By Jennifer McBride / Leader Staff

FINLEY POINT — While Highway 35 has been repaved and is open for traffic two weeks after a tanker dumped 6,380 gallons of gasoline near Finley Point, officials are still cleaning up the site.

Cedar Creek Engineering, the environmental firm handling site clean-up, removed approximately 1,413 tons of contaminated soil from depths of up to 21 feet last week. A report released April 9 stated that the soil removal had taken care of 1,539 gallons of gasoline, leaving approximately 4,841 gallons of fuel still unaccounted for.

Of the three wells the Lake County Office of Emergency Management (OEM) reports have been drilled at the site, Carey Cooley, information officer for OEM, said that two have tested positive for gasoline vapors. One of those wells is still testing positive after clean-up, so Cooley said they would still be pumping absorbent into the site.

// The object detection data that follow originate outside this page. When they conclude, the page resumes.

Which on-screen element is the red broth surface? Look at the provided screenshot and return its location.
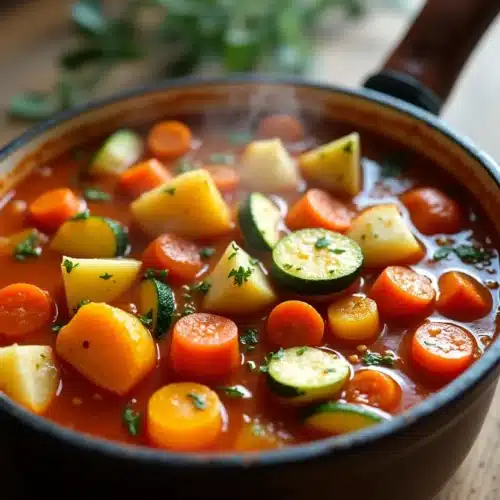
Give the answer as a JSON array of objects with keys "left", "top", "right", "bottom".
[{"left": 0, "top": 116, "right": 499, "bottom": 451}]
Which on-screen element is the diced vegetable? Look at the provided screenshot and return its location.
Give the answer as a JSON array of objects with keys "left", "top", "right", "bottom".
[
  {"left": 271, "top": 228, "right": 363, "bottom": 295},
  {"left": 241, "top": 139, "right": 299, "bottom": 192},
  {"left": 370, "top": 266, "right": 436, "bottom": 318},
  {"left": 347, "top": 205, "right": 424, "bottom": 267},
  {"left": 437, "top": 271, "right": 493, "bottom": 321},
  {"left": 299, "top": 132, "right": 362, "bottom": 196},
  {"left": 203, "top": 165, "right": 240, "bottom": 193},
  {"left": 0, "top": 344, "right": 59, "bottom": 414},
  {"left": 285, "top": 189, "right": 351, "bottom": 233},
  {"left": 61, "top": 256, "right": 141, "bottom": 316},
  {"left": 148, "top": 121, "right": 192, "bottom": 160},
  {"left": 401, "top": 187, "right": 462, "bottom": 234},
  {"left": 203, "top": 241, "right": 276, "bottom": 314},
  {"left": 139, "top": 278, "right": 175, "bottom": 338},
  {"left": 328, "top": 295, "right": 380, "bottom": 343},
  {"left": 266, "top": 300, "right": 325, "bottom": 348},
  {"left": 345, "top": 369, "right": 402, "bottom": 411},
  {"left": 147, "top": 382, "right": 222, "bottom": 451},
  {"left": 56, "top": 302, "right": 156, "bottom": 395},
  {"left": 170, "top": 313, "right": 240, "bottom": 378},
  {"left": 50, "top": 213, "right": 128, "bottom": 259},
  {"left": 29, "top": 188, "right": 85, "bottom": 232},
  {"left": 267, "top": 347, "right": 351, "bottom": 404},
  {"left": 410, "top": 322, "right": 476, "bottom": 379},
  {"left": 131, "top": 169, "right": 233, "bottom": 238},
  {"left": 142, "top": 233, "right": 203, "bottom": 281},
  {"left": 120, "top": 158, "right": 172, "bottom": 198},
  {"left": 238, "top": 193, "right": 281, "bottom": 251},
  {"left": 304, "top": 401, "right": 391, "bottom": 435},
  {"left": 0, "top": 283, "right": 54, "bottom": 338},
  {"left": 89, "top": 129, "right": 144, "bottom": 175},
  {"left": 257, "top": 114, "right": 305, "bottom": 142}
]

Cooley said the OEM will continue drilling wells until they've pinpointed and cleaned up the areas most affected by the fuel spill.

"It's kind of a process of elimination, so to speak," she said.

Meanwhile, Cedar Creek is also preparing to engineer "a more long-term water treatment program" in two springs feeding into Flathead Lake, Cooley said. A photo ionization detector found gasoline hydrocarbon vapors in the two creeks, which are located approximately 510 feet northwest of the spill site. The collection and carbon-filtration system set up several days after the accident has captured "virtually 100 percent of the contaminated spring flow," the Cedar Creek report states.

Test wells drilled nine to 12 feet into the lake bed have also come up clean. Because the two filtration tanks, which are currently responsible for straining 100,000 gallons of water per day, are nearing the end of their normal lifespan anyway, Cooley said Cedar Creek is planning to install a more long-term water filtration-system.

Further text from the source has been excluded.